I am re-writing a Spark application to use more DataFrame operations for efficiency and robustness. However, there is one part of the application that cannot be done with DataFrames and I have to drop to RDD. Stripped to its essentials, the code would look like this:
C = A.join(B, join_key) # join_key is a string naming a column
D = C.rdd.mapPartitions(do_something)
For correct operation, do_something
requires that C.rdd
be partitioned by join_key
. I think this will be the case, because equijoins work by partitioning the data by the key, then forming pairs whose key values are the same. In Spark RDD joins, the pairs are formed implicitly by an iterator over the partition data, and there would be no way for the pairs to leave the partition in which they were defined unless I told Spark to "materialize" the iterator into a list of pairs and then repartition the result, which I am not doing here. I expect that the same is true of DataFrame joins.

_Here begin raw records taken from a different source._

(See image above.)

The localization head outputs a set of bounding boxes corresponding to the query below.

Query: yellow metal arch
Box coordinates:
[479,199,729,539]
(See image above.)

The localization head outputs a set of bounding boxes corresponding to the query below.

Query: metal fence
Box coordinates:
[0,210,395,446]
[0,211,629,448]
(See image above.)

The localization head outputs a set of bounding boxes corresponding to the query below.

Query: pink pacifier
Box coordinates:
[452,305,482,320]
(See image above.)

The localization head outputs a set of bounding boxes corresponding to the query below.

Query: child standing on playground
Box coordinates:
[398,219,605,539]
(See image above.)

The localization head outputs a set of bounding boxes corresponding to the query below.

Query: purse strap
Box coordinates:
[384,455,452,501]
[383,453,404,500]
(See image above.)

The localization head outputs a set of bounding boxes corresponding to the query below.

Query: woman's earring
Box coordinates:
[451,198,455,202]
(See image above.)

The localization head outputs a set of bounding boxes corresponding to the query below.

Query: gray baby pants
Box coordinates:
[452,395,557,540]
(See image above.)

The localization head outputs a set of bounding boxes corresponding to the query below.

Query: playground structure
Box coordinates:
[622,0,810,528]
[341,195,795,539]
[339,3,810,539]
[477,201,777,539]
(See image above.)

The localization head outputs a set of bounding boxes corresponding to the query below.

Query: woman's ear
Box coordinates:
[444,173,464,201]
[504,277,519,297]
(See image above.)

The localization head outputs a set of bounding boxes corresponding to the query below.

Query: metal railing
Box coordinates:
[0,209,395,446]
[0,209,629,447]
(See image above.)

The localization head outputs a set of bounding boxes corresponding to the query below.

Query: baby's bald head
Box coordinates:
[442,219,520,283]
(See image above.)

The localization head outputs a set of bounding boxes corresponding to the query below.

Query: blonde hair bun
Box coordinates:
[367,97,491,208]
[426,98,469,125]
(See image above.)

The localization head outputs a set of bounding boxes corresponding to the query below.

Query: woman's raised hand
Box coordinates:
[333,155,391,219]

All that said, the discussion above does not prove the desired partitioning is ensured. I'm relying on details of the Spark implementation that are not guaranteed through the API, and I'm not sure that is 100% safe. There's no guarantee the Catalyst optimizer won't toss an extra partition boundary into a group of pairs sharing the same key, breaking it up and making my algorithm incorrect.
To ensure the desired partitioning, I could explicitly do C.rdd.partitionBy(lambda x: x['join_key'])

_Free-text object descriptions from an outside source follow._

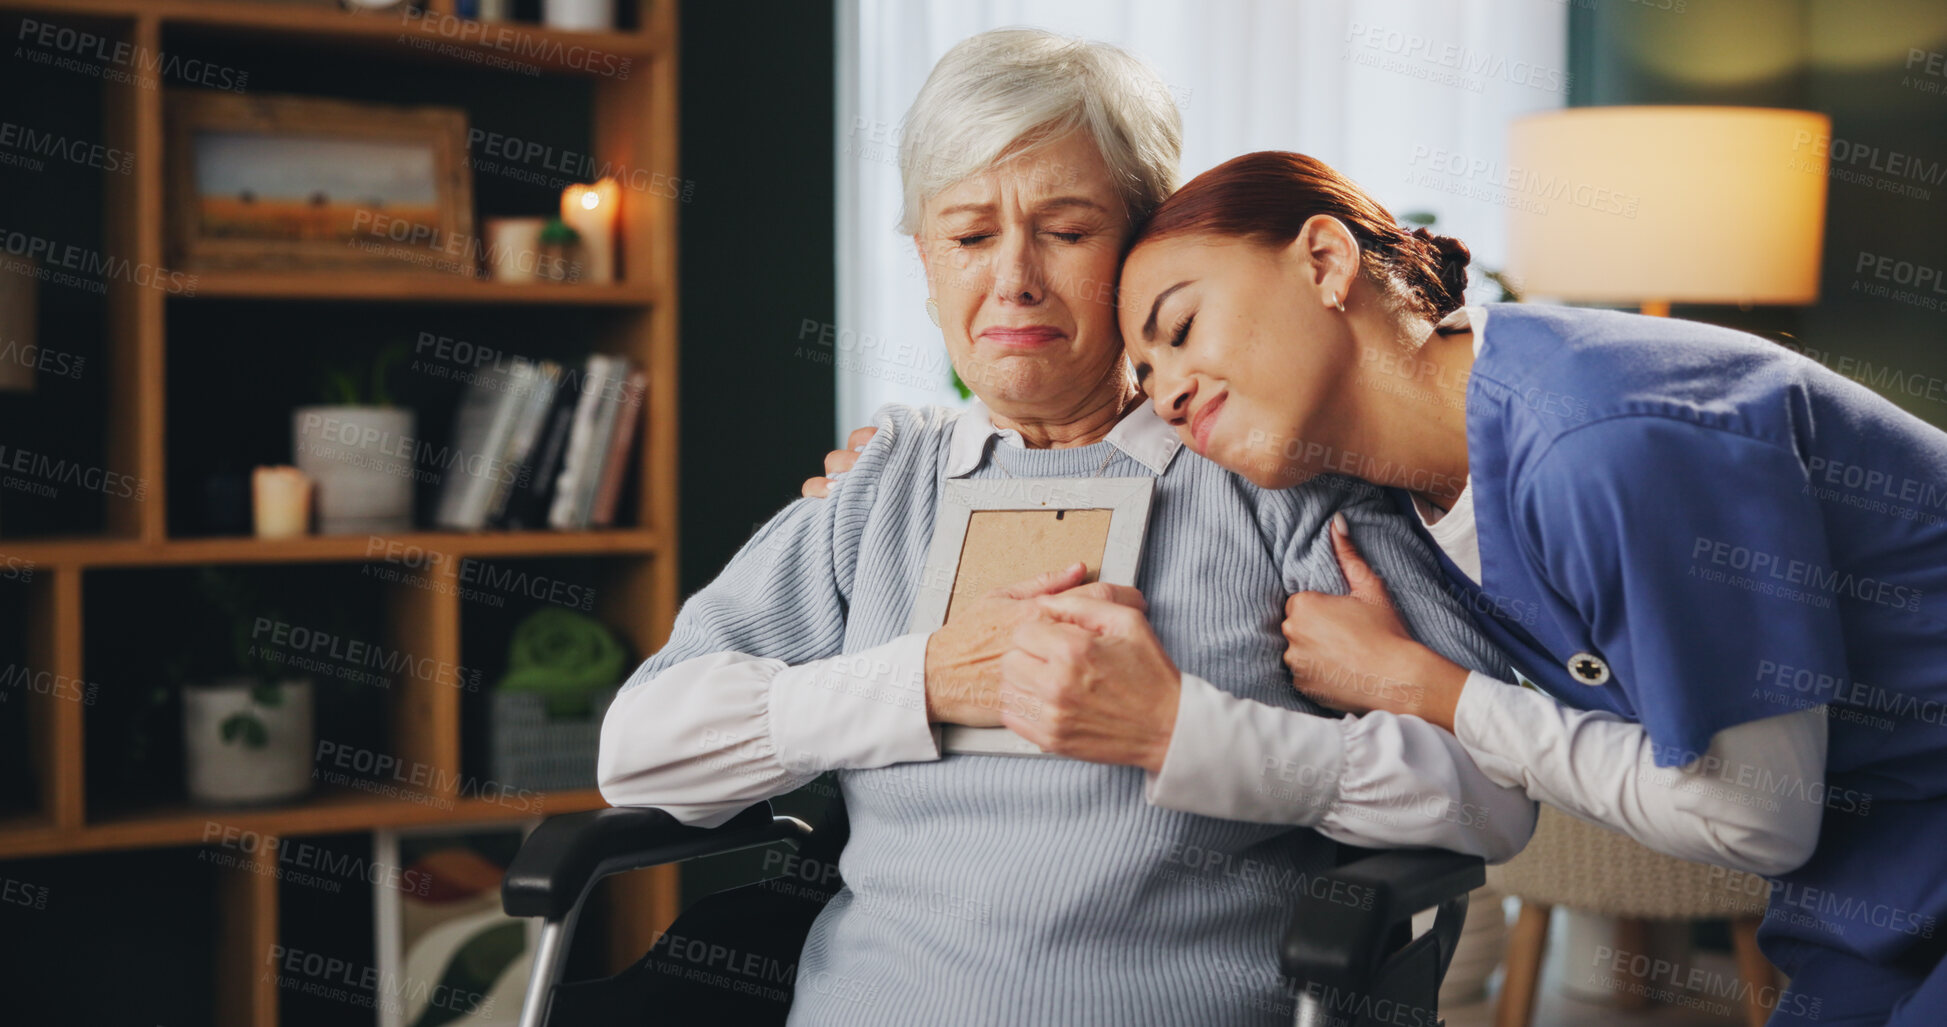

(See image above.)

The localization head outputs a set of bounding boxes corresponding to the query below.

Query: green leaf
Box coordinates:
[539,217,580,245]
[369,341,409,408]
[949,365,973,400]
[408,921,525,1027]
[250,681,284,707]
[1483,269,1525,304]
[220,712,269,749]
[324,368,361,406]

before applying my do_something
function, but I'm worried that this could trigger a lot of unnecessary serialization, shuffling, or other overheads.
It appears that I could also use DISTRIBUTE BY
from HiveQL, according to this blog post, but again, I do not know what overheads this might trigger.
My question is: is it safe to rely on the implicit partitioning induced by the join, or should I ensure it explicitly? If so, what is the most efficient way to ensure it? I'm working with PySpark 1.6.2.